La correspondencia entre Adorno y Mann se hizo eco de toda la polémica entre el novelista y el creador del dodecafonismo, disputa que invadió los medios periodísticos de aquellos años. Hubo disculpas y desagravios y en la novela acabó insertándose una nota que acreditaba la "propiedad intelectual del teórico y compositor" y que a Mann debió parecerle una mancha de grasa añadida a un libro limpio y honrado. De hecho, menciona en La novela de una novela la nota que le obligó a poner Schoenberg y se percibe que lo hace con gran malestar e indignación: "En el futuro, por deseo de Schoenberg, el libro habrá de llevar un epílogo…".

Parece como si, al escribirlas, se le hubieran clavado a Mann en el alma estas palabras: "En el futuro, por deseo de Schoenberg…".

A Mann le pareció siempre ridícula la acusación de plagio y desorientador el epílogo con las referencias a Schoenberg, desorientador porque entendía que el epílogo no sólo abría una pequeña brecha en la "esférica cohesión" de su mundo novelístico, sino que, además, le parecía que la idea de la técnica dodecafónica que se exponía en las esferas del libro, de ese mundo del pacto con el demonio y de la magia negra, adquiría "un matiz, un carácter que —¿no es verdad?— no posee en su valor intrínseco, y que realmente en cierta medida, la hace mi propiedad, es decir: la del libro".

Para Mann, las ideas de Schoenberg y su versión ad hoc estaban tan distanciadas que "hubiese sido ante mis ojos casi como una humillación el haber mencionado el nombre de Schoenberg en el texto".

El desenlace de la polémica llegó, como es habitual en estos casos, con la irrupción de la muerte. Falleció Schoenberg en 1951 y se dejó de discutir sobre los derechos de propiedad intelectual del músico en la obra del novelista.

Antes, en un artículo de 1948, recogido en El estilo y la idea, Schoenberg se ocupó de censurar el mandarinismo adorniano y explicó que la ciencia secreta no es aquella que un alquimista se resiste a enseñar, sino, por el contrario, una ciencia que no puede ser enseñada en absoluto, puesto que, o bien es innata, o bien no existe: "Esta es la razón por la cual el Adrian Leverkühn de Thomas Mann no conoce los elementos esenciales de la técnica dodecafónica. Todo lo que sabe se lo enseñó el señor Adorno, que, a su vez, conoce solamente lo poco que pude enseñarles a mis alumnos".

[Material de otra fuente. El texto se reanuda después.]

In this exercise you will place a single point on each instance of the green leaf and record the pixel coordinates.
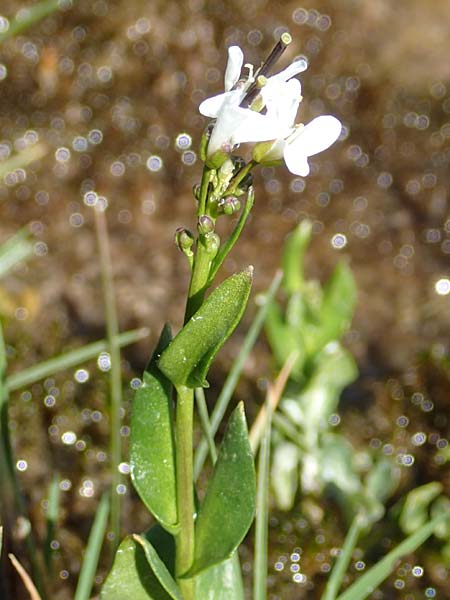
(293, 256)
(367, 583)
(187, 359)
(338, 304)
(415, 509)
(152, 452)
(28, 16)
(221, 582)
(139, 573)
(91, 556)
(229, 505)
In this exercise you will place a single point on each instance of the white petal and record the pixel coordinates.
(317, 136)
(257, 128)
(234, 66)
(212, 106)
(282, 101)
(298, 66)
(296, 162)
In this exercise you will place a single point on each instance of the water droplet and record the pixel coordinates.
(339, 241)
(69, 438)
(154, 163)
(442, 286)
(81, 375)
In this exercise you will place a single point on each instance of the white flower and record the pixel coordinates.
(235, 124)
(295, 143)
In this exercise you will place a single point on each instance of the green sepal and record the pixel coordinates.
(228, 508)
(221, 582)
(139, 573)
(152, 452)
(188, 357)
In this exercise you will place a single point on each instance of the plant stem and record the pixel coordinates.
(115, 380)
(185, 483)
(199, 280)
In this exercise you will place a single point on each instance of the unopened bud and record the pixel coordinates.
(196, 191)
(184, 240)
(230, 205)
(203, 150)
(212, 244)
(205, 225)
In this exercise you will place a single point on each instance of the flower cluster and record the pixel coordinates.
(259, 109)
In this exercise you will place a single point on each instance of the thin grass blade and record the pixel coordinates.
(340, 568)
(235, 372)
(367, 584)
(70, 359)
(26, 17)
(51, 518)
(90, 561)
(262, 508)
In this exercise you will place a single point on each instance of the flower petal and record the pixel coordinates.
(234, 66)
(296, 67)
(282, 101)
(212, 106)
(317, 136)
(296, 162)
(257, 128)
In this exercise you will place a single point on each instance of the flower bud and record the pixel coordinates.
(212, 244)
(184, 240)
(205, 225)
(229, 205)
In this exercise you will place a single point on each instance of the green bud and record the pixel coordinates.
(196, 191)
(203, 150)
(205, 225)
(229, 205)
(212, 243)
(184, 240)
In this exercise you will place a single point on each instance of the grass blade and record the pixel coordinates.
(27, 581)
(51, 518)
(70, 359)
(28, 16)
(340, 568)
(367, 583)
(15, 249)
(235, 372)
(262, 509)
(90, 560)
(115, 374)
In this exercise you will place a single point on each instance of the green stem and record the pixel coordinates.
(234, 183)
(199, 280)
(184, 475)
(115, 379)
(228, 245)
(344, 558)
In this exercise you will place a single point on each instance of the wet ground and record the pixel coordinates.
(107, 87)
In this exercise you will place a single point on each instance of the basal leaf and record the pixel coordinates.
(187, 359)
(228, 508)
(133, 576)
(152, 453)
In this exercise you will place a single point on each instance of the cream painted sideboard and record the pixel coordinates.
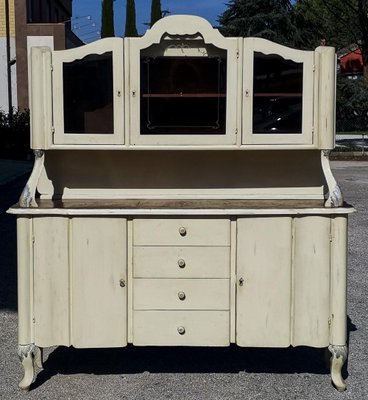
(184, 197)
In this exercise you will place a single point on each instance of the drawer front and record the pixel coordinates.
(181, 294)
(181, 262)
(181, 328)
(181, 232)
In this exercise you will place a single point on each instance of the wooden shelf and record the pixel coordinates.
(183, 95)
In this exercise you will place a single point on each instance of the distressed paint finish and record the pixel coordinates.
(311, 281)
(98, 299)
(51, 281)
(182, 232)
(25, 280)
(264, 294)
(202, 328)
(181, 294)
(172, 247)
(339, 251)
(181, 262)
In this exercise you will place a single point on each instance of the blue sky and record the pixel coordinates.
(209, 9)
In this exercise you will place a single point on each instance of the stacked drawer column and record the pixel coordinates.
(181, 281)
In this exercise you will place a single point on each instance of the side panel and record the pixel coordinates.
(338, 281)
(98, 301)
(264, 265)
(311, 281)
(25, 280)
(51, 281)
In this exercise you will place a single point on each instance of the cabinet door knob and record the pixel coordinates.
(181, 330)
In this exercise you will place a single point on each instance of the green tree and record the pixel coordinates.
(156, 11)
(107, 19)
(130, 21)
(270, 19)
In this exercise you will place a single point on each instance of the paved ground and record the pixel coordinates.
(192, 373)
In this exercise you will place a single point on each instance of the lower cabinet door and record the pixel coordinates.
(78, 297)
(181, 328)
(264, 248)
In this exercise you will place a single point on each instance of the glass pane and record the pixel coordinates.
(88, 95)
(183, 95)
(277, 95)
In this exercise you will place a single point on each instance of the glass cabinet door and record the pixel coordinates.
(278, 94)
(88, 94)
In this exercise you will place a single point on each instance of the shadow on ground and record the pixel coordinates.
(233, 359)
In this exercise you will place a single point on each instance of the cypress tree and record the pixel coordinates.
(107, 19)
(130, 21)
(270, 19)
(156, 12)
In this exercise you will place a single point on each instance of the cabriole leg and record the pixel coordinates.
(30, 355)
(38, 357)
(339, 356)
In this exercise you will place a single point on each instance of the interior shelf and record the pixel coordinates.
(183, 95)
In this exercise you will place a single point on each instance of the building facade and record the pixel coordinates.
(8, 86)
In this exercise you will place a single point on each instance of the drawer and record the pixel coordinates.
(181, 262)
(181, 294)
(181, 328)
(181, 232)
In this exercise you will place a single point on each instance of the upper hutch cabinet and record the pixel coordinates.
(88, 95)
(278, 94)
(183, 84)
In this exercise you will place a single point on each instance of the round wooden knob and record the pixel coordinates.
(181, 330)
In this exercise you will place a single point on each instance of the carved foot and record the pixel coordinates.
(30, 355)
(339, 356)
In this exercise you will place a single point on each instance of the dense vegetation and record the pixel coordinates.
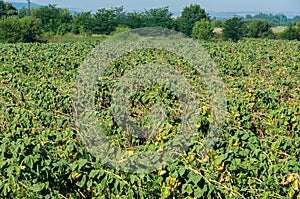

A veces, cuando pienso en todo este viejo asunto de la polémica sobre aquel plagio, creo darme cuenta de que si bien Mann se había propuesto en su novela localizar el momento en que estalló la ruptura entre el arte y la belleza (o, más bien, el fin del Gran Arte con la irrupción del gusto popular o, lo que venía a ser lo mismo: el fin del mundo que miraba hacia Dios y no hacia el hombre), el propio Mann, con su doloroso episodio de lucha con su vecino californiano Schoenberg, ilustró a la perfección —en la vida real, que es lo más asombroso— el fin de los novelistas todopoderosos, aquellos que, como Dios, en una época que ya es recuerdo, creían que todo era de su propiedad, incluidas esas partituras musicales del vecino que el mayordomo sabía perfectamente resumirles.

Doktor Faustus. Thomas Mann. Traducción de Eugenio Xammar. Edhasa. Madrid, 2009. 588 páginas. 11,95 euros.